Yesterday on Facebook, I saw a photo of my nephew sleeping, and I was completely dumbstruck. He’s only eleven but…He didn’t look 11. He looked just like my brother. My 40-year old brother who sports a boyish grin and the same dark curly hair and who gives great hugs, who happens to be his dad– so of course they will look alike, right? But in a completely different way, my nephew looked unlike the little boy who bubbles up with contagious excitement when he finds a warty, slimy frog.. and more like a grown-up version of himself. And it struck me as wonderful and yet it hurt a little bit.
Because every night before going to sleep, I check on my own little ones… who are the beautiful main reasons that “the days are long..” but instead of seeing that “the years are short..” I look into their upturned faces, all relaxed in peaceful dreaming and lightly fluttering eyelashes… and I see my babies. Something happens when they sleep— they lose all sense of bigness and its like their little faces remember what baby looks like and put it on for me to see.
And I know it may not always be so. I am quite certain that for years, that little 11-yr old’s mom has checked on him, and seen her baby. And I wonder when and how it happens that they start to grow up overnight.
But she knows, because when I was an exhausted mom with a 5 day old baby, she called me all the way in North Carolina and said, “Hold her as much as you want. Don’t worry about spoiling her. You cannot hold a baby too much.”
And she was right. Because here I stand, 5 ft. tall with a 6’1″ husband whose children will definitely grow taller than me long before they’re grown.
And the babies that used to fit into little burrito-swaddled bundles, have long lean limbs that just about reach down past my knees when they sit with me.
And you can’t slow time. Except one moment at a time. And when I check on them at night, I take an extra moment to wonder what they dream. To watch their faces reflect the day. To know that the curves of baby-ness are slowly leaving their faces, and being replaced by the echoes of their future.
And I thank God that they keep right on growing and that I could not stop this train even if I wanted to. Which I don’t.
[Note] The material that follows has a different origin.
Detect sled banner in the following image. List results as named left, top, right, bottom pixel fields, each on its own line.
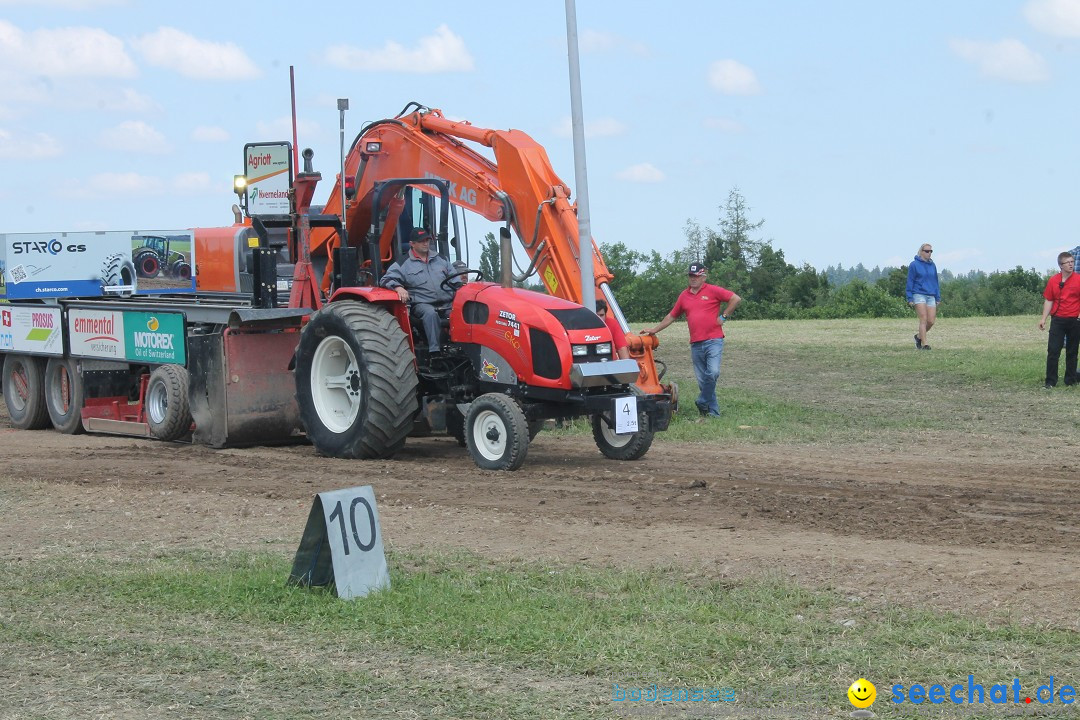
left=67, top=308, right=186, bottom=364
left=0, top=230, right=197, bottom=299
Linking up for Five Minute Friday here. Hop over and read more FMF friends!
wifiemmott says
This is really beautiful. Time is so fleeting and we need to hold these moments in our hearts and ponder them. It’s a good job that God is eternal and that we don’t stop at the end of this life, because if that were true the passage of time would sting so much more.
happygostuckey says
So true. Our minds struggle with the passage of time so because we are bound by it now– but Praise God it will not always be so. Thanks for visiting! You’re always welcome.
Kristi Atkinson says
I love that thought: “…you can’t slow time. Except one moment at a time.” Yes.
happygostuckey says
Hi Kristi! Thanks for visiting! It’s those little moments that fly right by if we don’t make them slow– right?
Traci says
Precious! My kids are 9 and 11 and for me, them growing up is bittersweet. I adore who they are now, but I miss them being babies. I also know I’ll eventually miss them being this age, so I try to soak up every moment and take mental snapshots constantly so my memories will be clear.
tracibstewart says
Precious! My kids are 9 and 11 and for me, them growing up is bittersweet. I adore who they are now, but I miss them being babies. I also know I’ll eventually miss them being this age, so I try to soak up every moment and take mental snapshots constantly so my memories will be clear.
happygostuckey says
YES! It’s such a pendulum of wanting to speed and then slow time, isn’t it? Even within one day or an hour. I’m all about the mental snapshot too! Thank you for stopping to chat, Traci!
happygostuckey says
Well that was just beautiful…just perfectly beautiful. Correct you are my sweet daughter that time does not stand still. But you have the blessed good sense to soak it up and prolong the joy of such moments. It wont slow it down but it will be deeply engraved on your mother’s heart…to recall at such times as their wedding day, or the day they hold their own tiny babe to their heart for the first time. Only the perfect heart of our perfect God could design such tender joy. Thanks for the reminder!
Becky Keife says
“And you can’t slow time. Except one moment at a time. ” Oh yes, friend! So true. Love this. Thanks for sharing your beautiful heart reflections. I can so relate!
happygostuckey says
I know you can, fellow mama! Glad we can soldier on together! 🙂
karrileea says
Oh I love this! I can tell you, they never outgrow that sleepy baby face… my own Girlie lives on her own – but comes home and naps and she still crawls up on my lap and cuddles in close and yes… my baby she will always be!
happygostuckey says
THAT makes my day, Karrileea! Love relationship you and your girl have! Hope to have the same one day.
Caitlin L. says
Beautiful. I’m about to cry! 🙂 I always mean to write comments here but I always read and am encouraged. Thank you.